In conclusion, I wish to make two comments about the subject of embryonic stem cell research and the controversial debate with which the Council's birth was entangled. In his speech on August 9, the President stated that he wanted the Council "to monitor stem-cell research" and "to recommend appropriate guidelines and regulations." We take these tasks as a central part of our responsibility. But we shall not be discussing them thematically in the immediate future. Firmly articulating his own moral position, President Bush has made a clear decision regarding federal funding of embryonic stem cell research. Federal funds are now available for research using existing embryonic stem cell lines, and there are many more good cell lines available for such research than anyone knew existed before the President's decision. Leading scientists have indicated that, at least for the research phase (that is, the pre-clinical phase) of these investigations, the number of ES lines are more than adequate to explore their therapeutic potential. Now is therefore the time for research to commence and proceed with vigor, so that we may discover in the next few years whether these cells perform up to their advanced billing as holding the key to regenerative medicine. This Council will wait and watch and monitor. We shall ask NIH and any other relevant agencies to provide us regular reports that describe, assess, and compare the successes achieved with both embryonic and non-embryonic stem cells. We will take up the subject thematically at some point down the road, once we know more about where the research is going.

One little noticed substantive matter about last summer's stem cell debate deserves special mention, for it bears on my view of the concerns important to this Council. Unlike some ethical debates where each side is defending a different principle or good, here both sides of the debate were arguing solely on what one may call "the life principle," the principle calls for protecting, preserving, and saving human life. The proponents of embryonic stem cell research argued vigorously and single-mindedly that stem cell research would save countless lives. The opponents of the research argued with equal vigor and single-mindedness that it would in the process destroy countless lives.
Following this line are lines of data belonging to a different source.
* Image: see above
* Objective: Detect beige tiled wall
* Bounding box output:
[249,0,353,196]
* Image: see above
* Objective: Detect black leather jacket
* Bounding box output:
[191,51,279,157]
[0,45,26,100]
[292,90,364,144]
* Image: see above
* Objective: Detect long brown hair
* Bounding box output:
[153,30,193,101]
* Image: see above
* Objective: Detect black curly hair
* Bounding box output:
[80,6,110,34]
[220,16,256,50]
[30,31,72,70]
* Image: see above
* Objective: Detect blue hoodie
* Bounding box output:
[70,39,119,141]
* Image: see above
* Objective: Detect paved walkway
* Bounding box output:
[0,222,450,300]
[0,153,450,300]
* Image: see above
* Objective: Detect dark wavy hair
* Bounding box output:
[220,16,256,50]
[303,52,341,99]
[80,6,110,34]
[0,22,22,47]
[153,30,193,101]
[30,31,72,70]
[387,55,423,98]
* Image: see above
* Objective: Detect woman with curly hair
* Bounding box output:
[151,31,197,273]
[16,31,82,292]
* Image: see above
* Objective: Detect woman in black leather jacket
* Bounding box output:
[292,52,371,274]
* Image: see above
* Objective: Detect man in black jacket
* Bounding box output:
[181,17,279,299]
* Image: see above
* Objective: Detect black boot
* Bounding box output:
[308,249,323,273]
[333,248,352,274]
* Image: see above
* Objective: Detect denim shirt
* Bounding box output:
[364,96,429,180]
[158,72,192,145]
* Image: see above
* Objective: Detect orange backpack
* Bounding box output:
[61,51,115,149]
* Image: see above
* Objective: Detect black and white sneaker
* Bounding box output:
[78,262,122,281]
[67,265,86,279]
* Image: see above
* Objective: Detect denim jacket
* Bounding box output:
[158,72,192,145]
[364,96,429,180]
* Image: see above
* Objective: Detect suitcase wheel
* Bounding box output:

It was, in short, an argument between two sort of "vitalists" who differed only with respect to whose life mattered most: living sick children and adults facing risks of decay and premature death, or living human embryos who must be directly destroyed in the process of harvesting their stem cells for research. Each side acted as if it had the trumping argument: "Embryonic stem cell research will save the lives of juvenile diabetics or people with Parkinson's disease" versus "Embryonic stem cell research will kill hundreds if not thousands of embryos." These are surely important concerns. But, at the risk of giving offense, I wish to suggest that concern for "life" for its preciousness and its sanctity, whether adult or embryonic is not the only important human good relevant to our deliberations. We are concerned also with human dignity, human freedom, and the vast array of human activities and institutions that keep human life human including the virtues we have seen displayed on and since September 11. Important though it is, the "Life Principle" cannot become the sole consideration in bioethical discourse. Some efforts to prolong life may come at the price of its degradation, the unintended consequences of success at life-saving interventions. Other efforts to save lives might call for dubious or immoral means, while the battle against death itself as if it were just one more disease could undermine the belief that it matters less how long one lives than how well. And sometimes lives may need to be risked or even sacrificed that others may survive and flourish. In my view, such questions of the good life of humanization and dehumanization are of paramount importance to the field of bioethics, and I hope they will be central to the work of this Council.